In fact, there's no law in CT forbidding the exposure of titties, but perhaps there should at least be a minimum comeliness standard

Protesters to bare chests for gender equality at GoTopless Day rally in New Haven

The protest, which an organizer says will include attendees — women and men — baring their chests on the New Haven Green, is advocating for explicit legal protections for women to go topless in both New Haven and Connecticut.

Organizers claim that the lack of such protections is a violation of the Equal Protection Clause of the 14th Amendment of the U.S. Constitution, which requires that laws treat people of different races, genders and sexual orientations, among other identities, equally.

"This is a protest for gender equality, because right now men can go topless in the street, or in the park and women cannot," said Kayso Perrier, a protest organizer with GoTopless. "This is a right under the Constitution, and we are going to exercise that right, and it needs to be respected."

The Aug. 23 rally in New Haven is part of a campaign of what organizers have described as "civil rights marches" being held across New England to push for topless equality.
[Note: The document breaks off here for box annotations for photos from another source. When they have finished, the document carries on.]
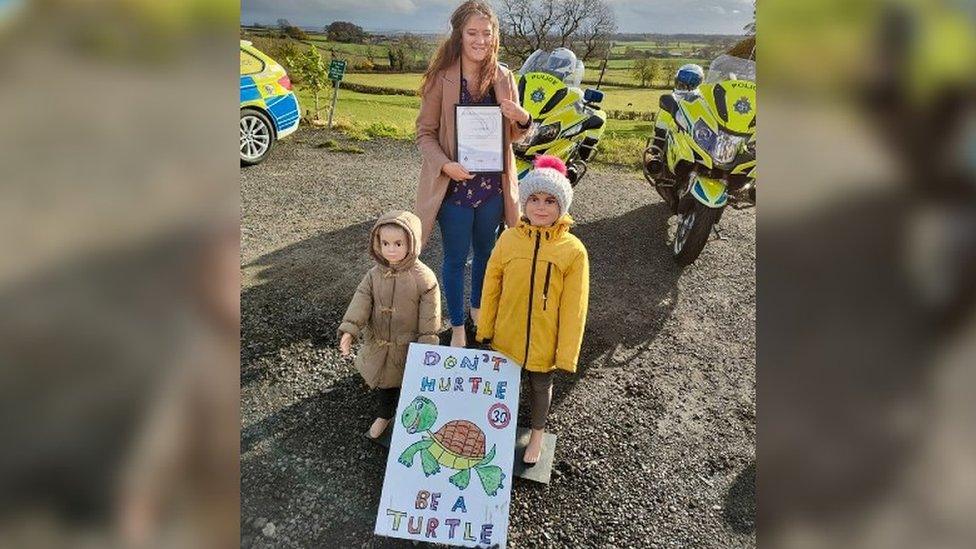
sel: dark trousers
[529,370,556,429]
[373,387,400,419]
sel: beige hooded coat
[339,211,441,388]
[416,59,528,243]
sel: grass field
[340,72,423,90]
[600,86,668,112]
[295,82,659,169]
[295,86,420,139]
[339,73,666,112]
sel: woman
[416,0,531,347]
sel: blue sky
[241,0,753,34]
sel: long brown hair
[420,0,498,100]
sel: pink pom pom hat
[519,154,573,216]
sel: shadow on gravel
[241,375,420,547]
[722,461,756,534]
[553,202,681,404]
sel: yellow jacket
[477,215,590,372]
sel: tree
[499,0,617,61]
[657,60,680,88]
[390,32,430,71]
[288,46,329,120]
[742,0,756,36]
[284,25,308,40]
[633,59,658,87]
[325,21,369,44]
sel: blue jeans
[437,194,505,326]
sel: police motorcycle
[512,48,607,186]
[642,55,756,266]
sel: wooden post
[596,42,613,89]
[329,80,342,131]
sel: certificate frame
[454,105,505,173]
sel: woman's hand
[339,334,352,356]
[501,99,531,126]
[441,162,474,181]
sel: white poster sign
[375,343,521,547]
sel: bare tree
[574,2,617,61]
[499,0,617,61]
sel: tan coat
[339,211,441,388]
[415,60,527,243]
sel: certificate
[454,105,505,173]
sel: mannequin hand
[501,99,530,126]
[441,162,474,181]
[339,334,352,356]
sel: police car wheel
[241,109,275,166]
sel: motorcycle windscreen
[701,80,756,135]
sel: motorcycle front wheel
[671,202,722,267]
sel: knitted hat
[519,154,573,216]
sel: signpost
[374,343,521,548]
[329,59,346,130]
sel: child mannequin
[476,155,590,465]
[339,210,441,438]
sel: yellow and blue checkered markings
[241,76,300,132]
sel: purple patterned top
[444,77,502,208]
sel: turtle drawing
[398,396,505,496]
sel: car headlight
[691,120,718,156]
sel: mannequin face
[525,193,559,227]
[461,14,494,64]
[380,226,410,265]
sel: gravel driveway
[241,129,756,548]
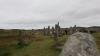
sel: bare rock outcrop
[60,32,99,56]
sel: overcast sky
[0,0,100,29]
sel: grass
[0,33,100,56]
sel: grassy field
[0,33,100,56]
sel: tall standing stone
[60,32,100,56]
[47,26,50,36]
[43,27,46,36]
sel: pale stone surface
[60,32,99,56]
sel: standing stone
[60,32,99,56]
[47,26,50,36]
[43,27,46,36]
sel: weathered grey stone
[60,32,99,56]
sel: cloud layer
[0,0,100,29]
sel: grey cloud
[0,0,100,28]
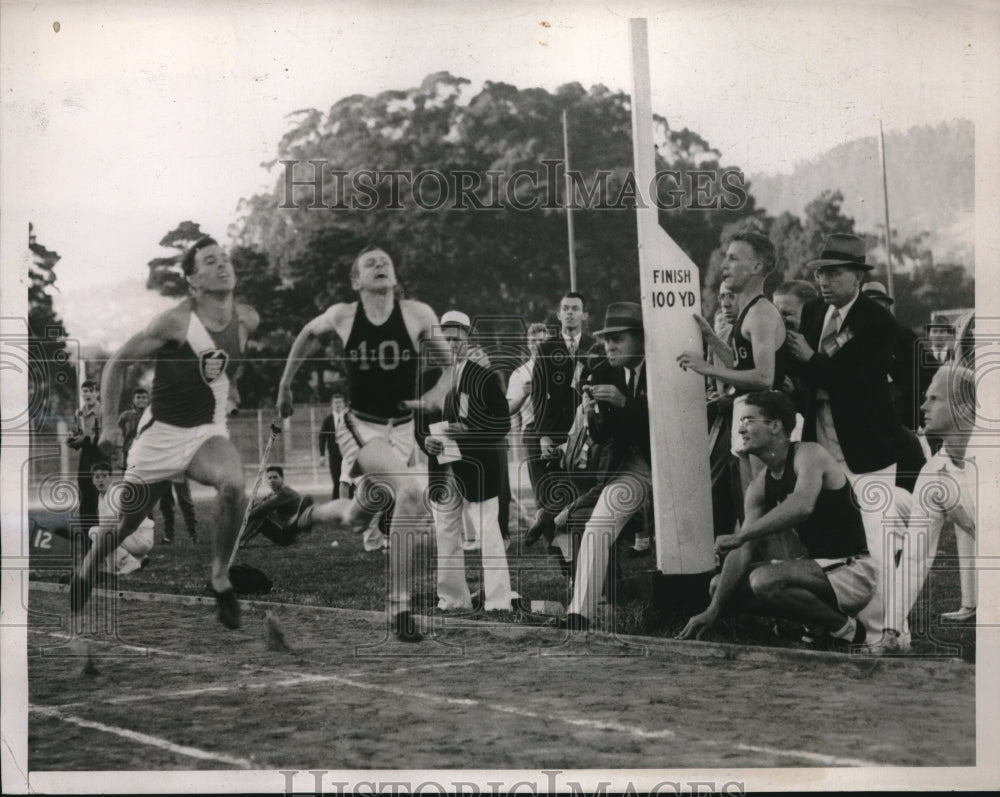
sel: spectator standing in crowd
[878,363,978,653]
[677,231,786,535]
[278,245,456,642]
[774,280,819,332]
[678,390,876,645]
[70,236,259,628]
[160,473,198,545]
[244,465,313,545]
[556,302,652,631]
[861,282,926,492]
[788,233,903,644]
[118,387,149,470]
[66,379,104,529]
[319,388,351,498]
[88,461,153,576]
[424,310,514,611]
[507,323,549,464]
GoTopless is marking Saturday as "National Go-Topless Day," a holiday the group founded, because of its proximity to Women's Equality Day, which is celebrated annually on Aug. 26, and is holding similar marches in Providence on Aug. 24 and Boston on Aug. 26.

There is no law in either New Haven or Connecticut preventing women from going topless in the state, and GoTopless even says the state has "top freedom in effect" on its online tracker. But Perrier argues that the law is still ambiguous, and women are at risk of being arrested for lewd behavior or disorderly conduct while topless in public, though she admitted she had not heard of that happening in the state.

Officer Christian Bruckhart, a spokesperson for the New Haven Police Department, said that being topless in public could fall under either breach of peace or disorderly conduct statutes, but that there were no laws he knew of specifically targeting the practice in the state. He said anecdotally, he could not remember an arrest made just for a woman being topless, without extenuating circumstances.

Aha! Now we’re down to the bare nub of it:

On top of the legal protest, Perrier said the gathering was also meant to change social norms, and that the group had chosen New Haven for its first Connecticut protest because of the presence of Yale University, which they hoped would include young people who might be more open minded to their ideas.

"We are changing the perception of the female body, and female breasts, because women shouldn’t be ashamed of any of it," Perrier said. "The goal is encouraging women to love themselves, whatever shape they are."

Who’s deranged enough to spend their time and energy on this sort of thing? Well, here’s a hint:

Both the organization GoTopless, and the ideology behind the movement, are also heavily intertwined with the Raelian Movement, a UFO religion founded in France in the 1970s that touts itself as the "first scientific religion," according to sociologist Susan J. Palmer.

Perrier herself is a priest in the Raelian movement, which believes that humans were created by extraterrestrials called "Elohim," and she said that many of history's great prophets  — including Jesus, Mohammed, the Buddha and Raël, a French journalist who founded GoTopless — were hybrids of human's and Elohim. 

Perrier stressed that the guiding principles of the organization were love and acceptance of all people, which is why they advocate for topless equality.

The movement, which had 65,000 members as of 2022, also requires adherents to donate 10% of their income towards building an embassy for the Elohim in Jerusalem and believes that the extraterrestrials may return to Earth and share their advanced technology with humans in 2035, according to the Religious Media Centre, an independent British media organization.